Le groupe de travail Article 29 sur la protection des données estime que le traitement des données génétiques dans le contexte de l'emploi devrait être interdit en principe. Ce traitement ne devrait être autorisé que dans des circonstances exceptionnelles. La Recommandation CM/Rec(2015)5 du Comité des Ministres aux Etats membres sur le traitement des données à caractère personnel dans le cadre de l'emploi souligne que les données génétiques humaines ne doivent pas être traitées à des fins liées à l'appréciation ou à l'évaluation de l'aptitude professionnelle/du rendement d’employés ou des candidats à l'emploi, même si la personne concernée a donné son consentement à un tel traitement (Article 9.3).
En même temps, le Groupe de travail considère que le traitement des données génétiques à des fins d'assurance devrait être interdit en principe, et n'être autorisé que dans des circonstances exceptionnelles, qui doivent être clairement précisées par la loi. Le Groupe de travail souligne en outre que « dans le domaine de l'assurance, l'utilisation des données génétiques pourrait générer une discrimination à l'encontre du preneur d’assurance ou des membres de sa famille, en raison de leur profil génétique » (p. 10). La Recommandation CM/Rec(2016)8 du Comité des Ministres aux Etats membres sur le traitement des données à caractère personnel relatives à la santé à des fins d’assurance, y compris les données résultant de tests génétiques prévoit des dispositions concrètes visant à prévenir la discrimination génétique dans le contexte de l'assurance, telles que la pratique de tests génétiques prédictifs et l'imposition de taxes et primes d'assurance plus élevées basées sur le risque accru d'une personne sur la base de conclusions issues du traitement de données génétiques. (Principe 4)

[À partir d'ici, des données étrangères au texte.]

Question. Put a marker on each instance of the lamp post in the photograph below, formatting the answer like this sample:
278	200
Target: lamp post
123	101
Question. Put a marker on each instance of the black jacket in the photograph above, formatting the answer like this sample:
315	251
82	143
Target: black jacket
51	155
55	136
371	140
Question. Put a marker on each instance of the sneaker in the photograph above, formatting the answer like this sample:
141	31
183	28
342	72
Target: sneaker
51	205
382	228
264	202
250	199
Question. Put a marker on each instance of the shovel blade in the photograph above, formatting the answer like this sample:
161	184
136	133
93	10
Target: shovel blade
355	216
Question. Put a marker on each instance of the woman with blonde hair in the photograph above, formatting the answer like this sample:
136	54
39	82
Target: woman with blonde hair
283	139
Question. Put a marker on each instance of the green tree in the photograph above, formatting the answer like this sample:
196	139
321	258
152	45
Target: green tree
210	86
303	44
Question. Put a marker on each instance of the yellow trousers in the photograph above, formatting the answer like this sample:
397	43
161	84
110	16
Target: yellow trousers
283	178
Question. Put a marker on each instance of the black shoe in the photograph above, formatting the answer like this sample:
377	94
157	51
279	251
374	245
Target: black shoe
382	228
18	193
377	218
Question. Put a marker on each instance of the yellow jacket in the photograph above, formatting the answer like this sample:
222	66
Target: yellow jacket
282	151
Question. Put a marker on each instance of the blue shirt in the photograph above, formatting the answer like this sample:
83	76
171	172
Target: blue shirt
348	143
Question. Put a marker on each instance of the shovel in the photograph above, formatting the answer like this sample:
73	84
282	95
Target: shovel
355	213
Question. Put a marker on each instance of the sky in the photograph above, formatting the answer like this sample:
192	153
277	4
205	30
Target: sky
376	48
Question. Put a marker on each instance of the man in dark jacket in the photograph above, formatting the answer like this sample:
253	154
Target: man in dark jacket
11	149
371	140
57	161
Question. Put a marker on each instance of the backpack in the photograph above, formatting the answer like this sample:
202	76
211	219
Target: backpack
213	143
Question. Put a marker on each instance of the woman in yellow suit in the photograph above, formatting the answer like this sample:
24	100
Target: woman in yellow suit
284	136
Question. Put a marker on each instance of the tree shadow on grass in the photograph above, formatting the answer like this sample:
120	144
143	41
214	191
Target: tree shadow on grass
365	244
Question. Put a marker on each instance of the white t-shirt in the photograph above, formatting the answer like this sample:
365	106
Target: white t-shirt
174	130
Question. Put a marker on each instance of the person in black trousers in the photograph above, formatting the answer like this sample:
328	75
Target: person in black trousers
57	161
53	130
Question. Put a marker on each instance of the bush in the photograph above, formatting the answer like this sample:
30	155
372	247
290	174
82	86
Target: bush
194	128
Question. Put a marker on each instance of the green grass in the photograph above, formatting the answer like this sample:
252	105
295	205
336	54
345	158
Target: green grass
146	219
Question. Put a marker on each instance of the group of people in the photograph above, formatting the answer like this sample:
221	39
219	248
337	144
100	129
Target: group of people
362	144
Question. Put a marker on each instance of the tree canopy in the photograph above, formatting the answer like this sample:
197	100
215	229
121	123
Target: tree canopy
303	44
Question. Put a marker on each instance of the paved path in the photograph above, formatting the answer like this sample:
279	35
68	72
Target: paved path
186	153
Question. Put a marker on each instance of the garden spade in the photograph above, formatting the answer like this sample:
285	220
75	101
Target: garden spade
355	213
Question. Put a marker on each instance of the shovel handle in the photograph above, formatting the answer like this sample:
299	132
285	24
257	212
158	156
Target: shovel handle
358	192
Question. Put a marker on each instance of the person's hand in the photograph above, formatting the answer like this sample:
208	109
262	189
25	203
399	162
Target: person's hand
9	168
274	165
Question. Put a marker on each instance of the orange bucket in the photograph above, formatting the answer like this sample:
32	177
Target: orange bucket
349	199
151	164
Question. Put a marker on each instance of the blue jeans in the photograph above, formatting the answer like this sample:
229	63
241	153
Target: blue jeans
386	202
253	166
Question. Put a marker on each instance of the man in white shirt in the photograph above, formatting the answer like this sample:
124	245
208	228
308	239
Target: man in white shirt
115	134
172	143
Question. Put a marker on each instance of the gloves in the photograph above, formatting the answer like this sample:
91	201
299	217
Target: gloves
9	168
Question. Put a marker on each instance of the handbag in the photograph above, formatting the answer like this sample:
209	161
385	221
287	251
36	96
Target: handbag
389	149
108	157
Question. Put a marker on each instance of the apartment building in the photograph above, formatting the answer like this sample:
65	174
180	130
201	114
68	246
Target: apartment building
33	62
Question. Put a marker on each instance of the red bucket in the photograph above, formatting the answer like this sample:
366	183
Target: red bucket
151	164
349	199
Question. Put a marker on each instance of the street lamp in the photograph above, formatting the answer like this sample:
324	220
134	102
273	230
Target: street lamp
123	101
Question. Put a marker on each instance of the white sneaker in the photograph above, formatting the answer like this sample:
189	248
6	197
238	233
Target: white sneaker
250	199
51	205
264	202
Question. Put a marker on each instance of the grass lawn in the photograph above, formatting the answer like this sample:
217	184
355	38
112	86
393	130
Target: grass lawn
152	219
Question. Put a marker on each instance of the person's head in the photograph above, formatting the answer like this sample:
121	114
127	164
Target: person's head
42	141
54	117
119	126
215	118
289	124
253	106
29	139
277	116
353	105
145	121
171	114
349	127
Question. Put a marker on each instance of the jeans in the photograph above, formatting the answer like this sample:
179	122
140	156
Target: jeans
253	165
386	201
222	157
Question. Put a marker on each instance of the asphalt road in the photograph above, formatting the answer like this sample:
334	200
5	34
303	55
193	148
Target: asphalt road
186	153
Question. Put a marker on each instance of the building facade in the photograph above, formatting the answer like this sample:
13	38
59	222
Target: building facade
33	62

En outre, l'utilisation de données biométriques et génétiques a également été observée dans la création de bases de données massives avec des profils génétiques pour une série d'objectifs qui peuvent interférer avec le droit fondamental des personnes concernées à la protection des données. Par exemple, les données génétiques humaines peuvent être traitées par les forces de l’ordre dans le cadre d'enquêtes criminelles et sont souvent conservées au niveau gouvernemental à diverses fins (même si le traitement des données à des fins judiciaires n'est pas régi par le RGPD (article 10), mais par la Directive 2016/680). Ces données peuvent souvent être stockées indépendamment du résultat ou de l'objectif de ces activités. Par ailleurs, l'accès à ces profils et données génétiques et leur utilisation se fait souvent sans que les personnes concernées en soient conscientes ou y consentent.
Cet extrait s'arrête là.